Diagnosticato da poco tempo, il disturbo, la cui origine si ritiene essere genetica, si manifesta con grandi abbuffate come nella bulimia, dalla quale si differenzia per la mancanza della seconda fase, quella cosiddetta di punizione e compensazione. I soggetti, per lo più giovani donne già in sovrappeso (1-4% degli affetti da BED), non si autoinfliggono infatti pratiche drastiche come il vomito autoindotto e non assumono farmaci diuretici o lassativi.

In questi soggetti è forte la sensazione di non poter controllare il desiderio di alimentarsi, che li porta a ingurgitare in pochissmo tempo forti quantità di cibo, anche non avendo fame, o a fare frequenti e sostanziosi spuntini nell'arco di tutta la giornata (anche nel cuore della notte: sindrome del frigorifrero). Per la diagnosi di BED è bene sapere che gli episodi di tale disturbo si ripetono mediamente 2 giorni alla settimana per un tempo di almeno sei mesi.

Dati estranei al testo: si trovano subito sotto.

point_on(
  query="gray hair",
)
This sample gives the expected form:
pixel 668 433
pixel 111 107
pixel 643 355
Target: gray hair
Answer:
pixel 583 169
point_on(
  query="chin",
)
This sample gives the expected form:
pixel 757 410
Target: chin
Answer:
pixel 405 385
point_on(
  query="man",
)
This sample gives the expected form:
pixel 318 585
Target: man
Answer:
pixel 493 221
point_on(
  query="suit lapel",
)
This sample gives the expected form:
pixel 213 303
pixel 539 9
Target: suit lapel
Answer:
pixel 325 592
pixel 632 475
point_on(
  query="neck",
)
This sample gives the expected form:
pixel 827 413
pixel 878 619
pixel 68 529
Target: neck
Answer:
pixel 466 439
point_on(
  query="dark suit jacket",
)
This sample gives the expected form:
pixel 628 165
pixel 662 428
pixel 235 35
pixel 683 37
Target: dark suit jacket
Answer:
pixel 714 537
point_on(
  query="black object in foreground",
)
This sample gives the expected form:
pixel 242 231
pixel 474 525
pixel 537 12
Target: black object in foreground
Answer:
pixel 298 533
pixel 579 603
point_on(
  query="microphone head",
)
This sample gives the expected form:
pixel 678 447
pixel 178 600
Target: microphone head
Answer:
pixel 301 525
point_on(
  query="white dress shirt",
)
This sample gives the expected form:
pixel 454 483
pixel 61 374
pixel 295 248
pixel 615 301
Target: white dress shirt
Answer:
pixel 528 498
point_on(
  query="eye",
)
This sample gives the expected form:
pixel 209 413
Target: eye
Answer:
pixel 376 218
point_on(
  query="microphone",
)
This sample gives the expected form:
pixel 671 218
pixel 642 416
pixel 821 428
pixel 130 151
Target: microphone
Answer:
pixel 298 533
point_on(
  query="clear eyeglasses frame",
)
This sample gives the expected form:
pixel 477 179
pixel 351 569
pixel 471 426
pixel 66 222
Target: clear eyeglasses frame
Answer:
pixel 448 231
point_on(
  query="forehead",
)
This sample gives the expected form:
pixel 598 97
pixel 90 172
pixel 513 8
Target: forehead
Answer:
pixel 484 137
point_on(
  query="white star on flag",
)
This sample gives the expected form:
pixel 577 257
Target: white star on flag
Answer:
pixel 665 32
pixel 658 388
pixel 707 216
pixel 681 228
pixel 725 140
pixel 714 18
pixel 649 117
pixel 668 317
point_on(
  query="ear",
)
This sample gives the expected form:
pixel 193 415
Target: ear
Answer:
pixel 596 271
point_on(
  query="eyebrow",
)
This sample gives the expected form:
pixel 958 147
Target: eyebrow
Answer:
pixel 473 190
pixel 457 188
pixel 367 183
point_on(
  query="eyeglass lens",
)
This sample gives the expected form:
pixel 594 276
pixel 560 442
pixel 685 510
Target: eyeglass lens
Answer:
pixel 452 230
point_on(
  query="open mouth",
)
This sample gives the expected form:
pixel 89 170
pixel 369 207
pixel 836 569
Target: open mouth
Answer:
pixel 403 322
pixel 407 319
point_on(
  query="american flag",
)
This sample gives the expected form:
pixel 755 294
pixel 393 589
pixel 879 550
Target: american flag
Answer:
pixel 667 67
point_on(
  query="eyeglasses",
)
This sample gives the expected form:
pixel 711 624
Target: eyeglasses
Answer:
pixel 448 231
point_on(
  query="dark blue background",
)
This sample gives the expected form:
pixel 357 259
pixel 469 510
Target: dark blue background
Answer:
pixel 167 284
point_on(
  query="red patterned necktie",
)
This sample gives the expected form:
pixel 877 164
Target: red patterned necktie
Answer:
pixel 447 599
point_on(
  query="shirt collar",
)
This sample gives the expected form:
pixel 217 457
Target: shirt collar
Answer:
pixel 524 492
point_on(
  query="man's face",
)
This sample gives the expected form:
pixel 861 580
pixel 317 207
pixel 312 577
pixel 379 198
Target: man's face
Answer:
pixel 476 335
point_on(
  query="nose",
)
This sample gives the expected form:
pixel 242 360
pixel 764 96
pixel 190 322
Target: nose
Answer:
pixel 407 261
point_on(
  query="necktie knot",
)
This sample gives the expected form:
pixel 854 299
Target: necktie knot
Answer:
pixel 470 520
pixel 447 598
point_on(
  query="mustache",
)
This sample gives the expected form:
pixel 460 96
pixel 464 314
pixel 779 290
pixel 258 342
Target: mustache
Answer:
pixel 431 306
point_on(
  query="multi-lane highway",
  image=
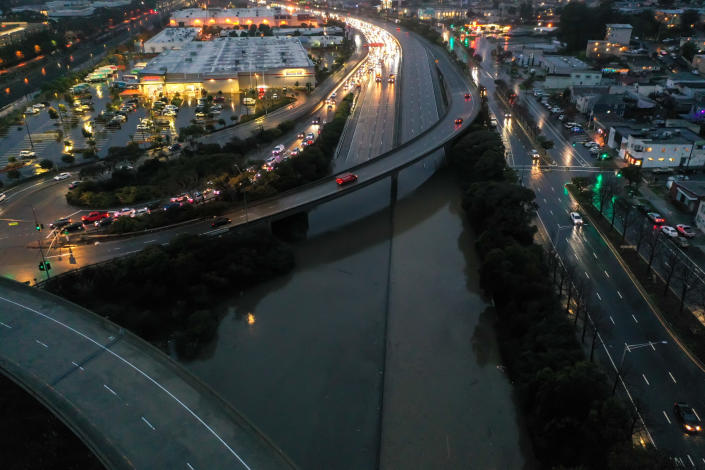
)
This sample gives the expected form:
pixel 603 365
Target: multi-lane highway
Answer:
pixel 128 402
pixel 654 377
pixel 22 267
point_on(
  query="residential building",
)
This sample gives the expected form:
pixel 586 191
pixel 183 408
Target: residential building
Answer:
pixel 688 193
pixel 616 42
pixel 658 147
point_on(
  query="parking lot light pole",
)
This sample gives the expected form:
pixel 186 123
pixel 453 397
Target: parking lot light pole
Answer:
pixel 630 348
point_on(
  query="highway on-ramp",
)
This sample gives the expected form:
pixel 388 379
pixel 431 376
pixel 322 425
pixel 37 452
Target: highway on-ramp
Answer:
pixel 133 406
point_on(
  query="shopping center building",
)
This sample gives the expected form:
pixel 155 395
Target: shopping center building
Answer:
pixel 241 17
pixel 229 64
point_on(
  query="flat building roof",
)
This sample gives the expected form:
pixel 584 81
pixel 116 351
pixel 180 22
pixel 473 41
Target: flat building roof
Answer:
pixel 229 56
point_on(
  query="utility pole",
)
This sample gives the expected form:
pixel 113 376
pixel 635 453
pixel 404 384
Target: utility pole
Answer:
pixel 39 243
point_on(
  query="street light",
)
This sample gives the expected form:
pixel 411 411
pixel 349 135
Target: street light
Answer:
pixel 630 348
pixel 244 193
pixel 558 231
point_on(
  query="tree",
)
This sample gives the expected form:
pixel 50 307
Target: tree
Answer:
pixel 687 278
pixel 689 20
pixel 689 50
pixel 526 11
pixel 653 240
pixel 670 262
pixel 632 173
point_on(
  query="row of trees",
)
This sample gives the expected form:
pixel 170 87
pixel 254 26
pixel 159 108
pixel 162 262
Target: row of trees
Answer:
pixel 201 270
pixel 573 419
pixel 580 23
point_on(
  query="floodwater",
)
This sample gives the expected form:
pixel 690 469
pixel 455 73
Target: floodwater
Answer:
pixel 304 357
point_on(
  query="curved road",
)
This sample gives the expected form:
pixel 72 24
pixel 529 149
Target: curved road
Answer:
pixel 130 403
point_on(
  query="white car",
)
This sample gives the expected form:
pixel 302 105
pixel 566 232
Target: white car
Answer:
pixel 576 218
pixel 140 212
pixel 124 211
pixel 670 231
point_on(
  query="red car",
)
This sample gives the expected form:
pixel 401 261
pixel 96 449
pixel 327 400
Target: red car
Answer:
pixel 346 178
pixel 94 216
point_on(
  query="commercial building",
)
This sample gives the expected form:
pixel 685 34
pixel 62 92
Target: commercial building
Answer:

In comune con i bulimici, i soggetti affetti da Binge Eating Disorder, hanno il senso di angoscia e di vergogna per non essere in grado di fermarsi e controllare l'impulso ad alimentarsi, tanto che per evitare il giudizio altrui, preferiscono mangiare in privato, lontano da occhi indiscreti.

Dal punto di vista delle complicanze mediche, il BED porta le conseguenze patologiche caratteristiche dell'obesità: ipercolesterolemia, con conseguenze gravi sul sistema cerdiovascolare; ipertensione arteriosa (in tali soggetti l'incidenza è doppia rispetto alla popolazione normopeso); malattie tumorali; diabete (in soggetti di questo tipo si è riscontrata un'incidenza della malattia tre volte superiore rispetto ai soggetti normopeso); disturbi gravi della funzione respiratoria, caratterizzati da apnee notturne, con forte rischio di morte improvvisa.

Per ultimo analizziamo il NAS: disturbo alimentare non altrimenti specificato, che, come già accennato, presenta sintomi simili all'anoressia e alla bulimia, ma risulta mancante di qualche elemento necessario alla diagnosi.

Le differenze rispetto ad Anoressia e Bulimia consistono appunto nell'assenza di alcuni elementi: riportati dal sito www.ospfe.it

- Per il sesso femminile, tutti i criteri dell’Anoressia Nervosa in presenza di un ciclo mestruale regolare.
- Tutti i criteri dell’Anoressia Nervosa sono soddisfatti e, malgrado la significativa perdita di peso, il peso attuale risulta nei limiti della norma.
- Tutti i criteri della Bulimia Nervosa risultano soddisfatti, tranne il fatto che le abbuffate e le condotte compensatorie hanno una frequenza inferiore a 2 episodi per settimana per 3 mesi.
- Un soggetto di peso normale che si dedica regolarmente ad inappropriate condotte compensatorie dopo avere ingerito piccole quantità di cibo (es. induzione del vomito dopo aver mangiato due biscotti).
- Il soggetto ripetutamente mastica e sputa, senza deglutire, grandi quantità di cibo.
- Disturbo da Alimentazione Incontrollata: ricorrenti episodi abbuffate in assenza delle regolari condotte compensatorie inappropriate tipiche della Bulimia.

Tanti i disturbi, ma le concause di carattere familiare, culturale e individuale, nascono secondo noi da una stessa radice: la mancanza di amore, di vera autentica amorevole attenzione nei confronti dell'essere umano fin dal principio della sua esistenza. Vale la pena rifletterci su.